La Stratégie mondiale de conservation de la loutre pour l'espèce recommande des actions prioritaires qui incluent :
- Une initiative visant à établir une zone de conservation régionale dans le sud du Pérou (Area de Conservación Regional Marino Costero Morro Sama, Tacna) a été lancée vers 2003, mais sa mise en oeuvre effective a été interrompue en 2006 en raison d'un changement de gouvernement, et la situation n'a pas progressé depuis lors. La zone est le seul point chaud de loutres sur la côte péruvienne (avec environ 88 individus sur 55 km de côte). Ainsi, l'initiative visant à établir une zone protégée contenant un point chaud de loutres doit être soutenue et menée à bien.
- Une stratégie de protection des habitats de la loutre sur toute la côte, associée à des initiatives visant à créer des zones de conservation régionales spécifiques, est un objectif ambitieux mais idéal pour la protection de la loutre marine.

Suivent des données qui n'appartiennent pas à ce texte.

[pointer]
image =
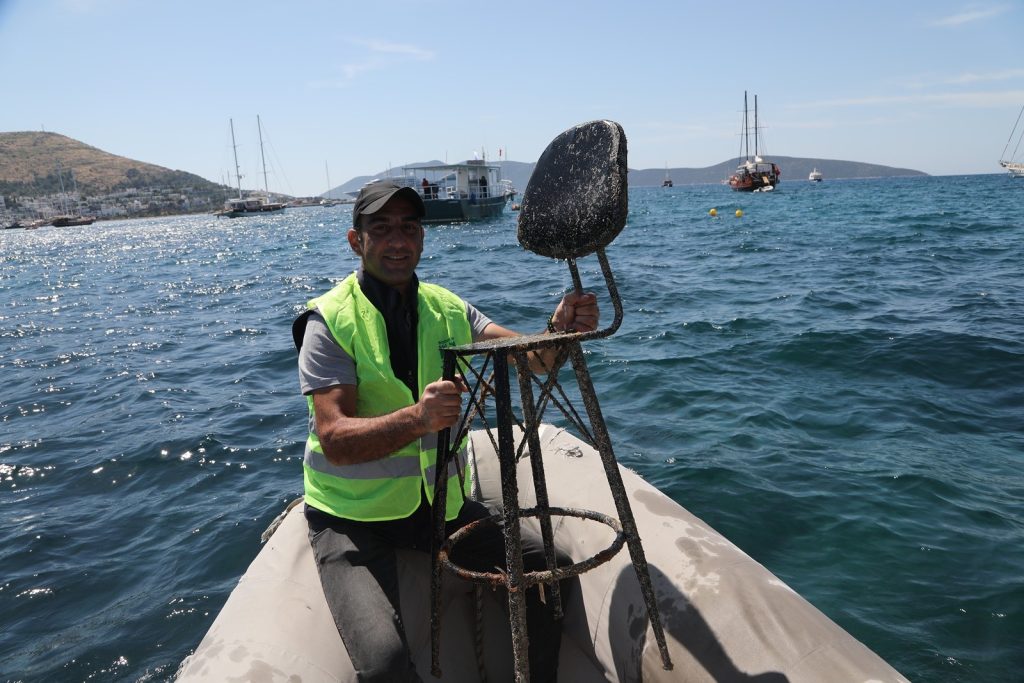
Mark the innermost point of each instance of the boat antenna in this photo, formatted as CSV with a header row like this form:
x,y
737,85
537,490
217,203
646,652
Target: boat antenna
x,y
235,148
259,128
1004,157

Trente-quatre zones naturelles protégées existantes au Pérou et dix autres au Chili pourraient accueillir des habitats artificiels, tels que des brise-vagues, et des habitats artificiels spécialement conçus pour la loutre. Ceux-ci devraient être annoncés de manière visible pour sensibiliser les communautés locales à la présence de la loutre marine.
- Une réévaluation est nécessaire concernant la construction de deux centrales hydroélectriques, sur les rivières Colca-Majes et Cotahuasi-Ocoña, toutes deux au Pérou, et habitées par la loutre marine. Des mesures spécifiques d'atténuation des impacts sur la faune devraient être envisagées. La construction de barrages ne devrait être approuvée que si des mesures d'atténuation précises et explicites sont mises en place.

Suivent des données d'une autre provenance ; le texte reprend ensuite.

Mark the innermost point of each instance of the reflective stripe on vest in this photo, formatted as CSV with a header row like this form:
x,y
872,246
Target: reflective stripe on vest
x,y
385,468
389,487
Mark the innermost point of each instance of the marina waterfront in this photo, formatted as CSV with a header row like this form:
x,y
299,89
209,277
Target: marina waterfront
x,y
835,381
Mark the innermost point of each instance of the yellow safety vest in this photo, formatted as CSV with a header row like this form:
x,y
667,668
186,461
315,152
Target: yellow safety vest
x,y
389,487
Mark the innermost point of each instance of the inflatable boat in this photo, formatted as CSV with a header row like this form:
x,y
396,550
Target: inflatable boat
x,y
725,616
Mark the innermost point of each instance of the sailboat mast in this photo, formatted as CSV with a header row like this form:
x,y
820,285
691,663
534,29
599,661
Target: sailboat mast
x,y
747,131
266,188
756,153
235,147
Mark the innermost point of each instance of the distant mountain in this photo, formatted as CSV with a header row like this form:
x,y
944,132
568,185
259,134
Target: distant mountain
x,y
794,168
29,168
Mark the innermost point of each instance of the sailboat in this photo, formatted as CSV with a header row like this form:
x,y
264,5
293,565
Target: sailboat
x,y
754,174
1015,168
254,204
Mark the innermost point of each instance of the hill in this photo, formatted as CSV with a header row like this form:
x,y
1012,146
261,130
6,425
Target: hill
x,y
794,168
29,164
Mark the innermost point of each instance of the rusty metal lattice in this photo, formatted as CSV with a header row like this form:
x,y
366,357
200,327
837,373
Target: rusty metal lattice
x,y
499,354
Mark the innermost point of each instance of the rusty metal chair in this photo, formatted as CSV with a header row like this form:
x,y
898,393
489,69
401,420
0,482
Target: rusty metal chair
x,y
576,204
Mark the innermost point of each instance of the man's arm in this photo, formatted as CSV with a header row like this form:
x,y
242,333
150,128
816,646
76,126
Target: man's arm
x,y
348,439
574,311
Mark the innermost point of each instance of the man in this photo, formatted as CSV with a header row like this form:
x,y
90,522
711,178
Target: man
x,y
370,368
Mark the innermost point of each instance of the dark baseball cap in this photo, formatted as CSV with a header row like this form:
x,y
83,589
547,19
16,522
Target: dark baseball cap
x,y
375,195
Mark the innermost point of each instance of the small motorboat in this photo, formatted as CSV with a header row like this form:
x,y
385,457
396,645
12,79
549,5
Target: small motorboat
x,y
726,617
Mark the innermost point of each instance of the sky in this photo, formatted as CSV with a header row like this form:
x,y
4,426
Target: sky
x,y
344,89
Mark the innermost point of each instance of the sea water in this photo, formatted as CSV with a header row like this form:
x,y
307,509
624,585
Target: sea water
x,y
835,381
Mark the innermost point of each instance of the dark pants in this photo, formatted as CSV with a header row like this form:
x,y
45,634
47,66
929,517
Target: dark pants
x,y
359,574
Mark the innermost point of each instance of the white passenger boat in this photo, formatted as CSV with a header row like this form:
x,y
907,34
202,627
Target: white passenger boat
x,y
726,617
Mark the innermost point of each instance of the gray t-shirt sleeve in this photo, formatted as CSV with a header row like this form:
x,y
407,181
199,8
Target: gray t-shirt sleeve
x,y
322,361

- Un programme efficace de contrôle des chiens, chats et rats sauvages invasifs devrait être développé et devrait être associé à des études sur la prévalence des maladies transmissibles, en particulier dans les populations proches des implantations humaines. Au Chili, des études sur la transmission des maladies aux loutres sont déjà en cours.

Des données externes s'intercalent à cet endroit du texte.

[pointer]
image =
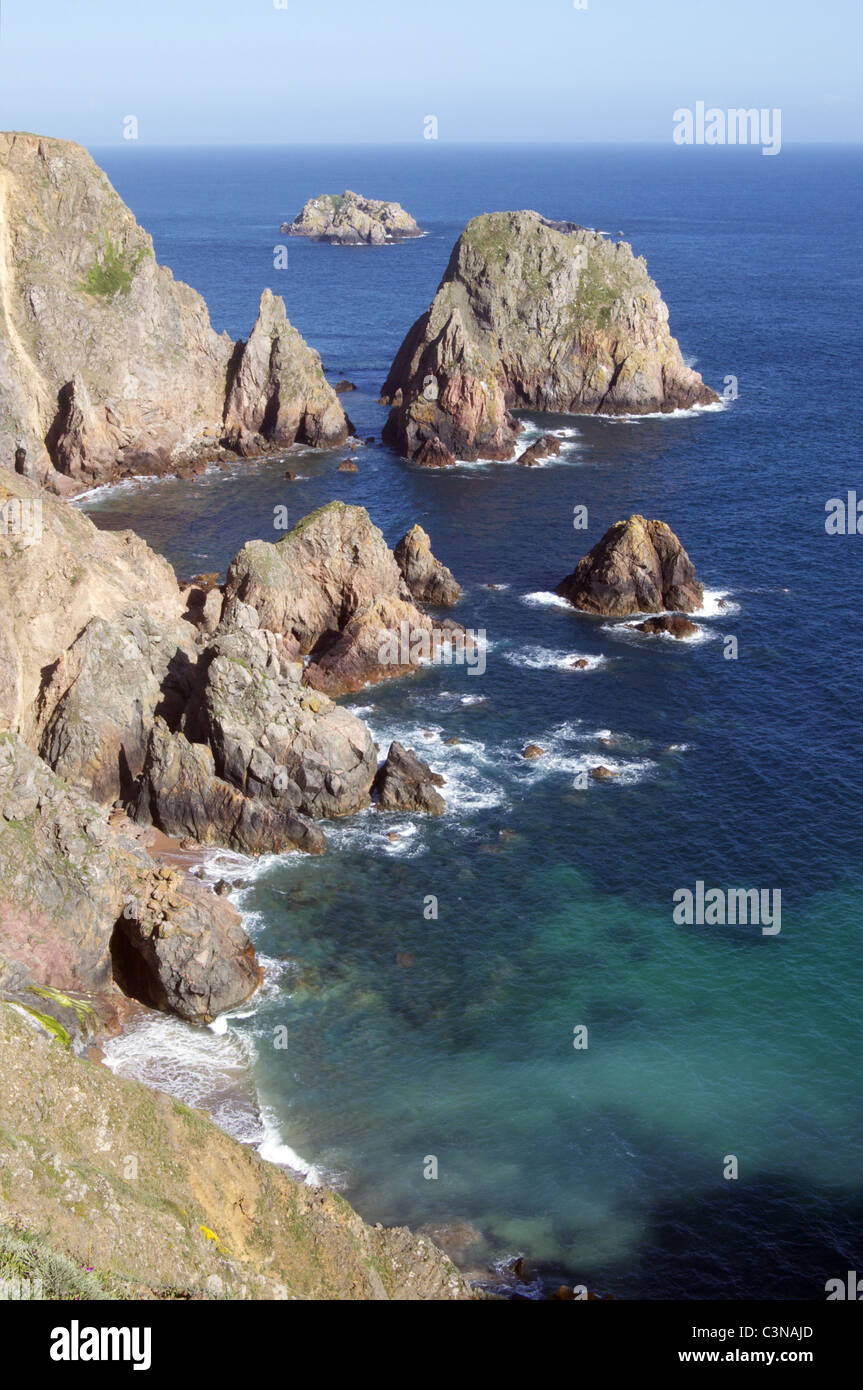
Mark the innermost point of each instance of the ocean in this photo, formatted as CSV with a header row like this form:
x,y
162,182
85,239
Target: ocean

- Des programmes d’éducation environnementale, comme celui de l’ONG Chinchimén et Pro Delphinus, devraient être mis en oeuvre à destination du grand public et des jeunes, qui sont les acteurs de l’avenir et contribueront au développement d’activités durables dans leur région.
- Afin d’enrayer le déclin de l’espèce, des études devraient être menées pour expliquer pourquoi la répartition de la loutre marine est discontinue le long de son aire de répartition côtière. De plus, les limites nord et sud de sa répartition doivent être précisées par des relevés.
- Bien que tous les pêcheurs ne considèrent pas les loutres comme des nuisibles, certains le pensent et peuvent les tuer "au cas où". Les pêcheurs peuvent être informés par le biais de programmes de sensibilisation que les dégâts causés par les loutres ont un impact économique mineur.
- Les programmes de réintroduction ne sont pas recommandés tant que l’on ne connaît pas mieux les raisons du déclin des populations de loutres marines. De gros efforts logistiques et économiques sont nécessaires pour de tels programmes, et les efforts devraient se concentrer sur la protection de l’habitat et la recherche pour le moment.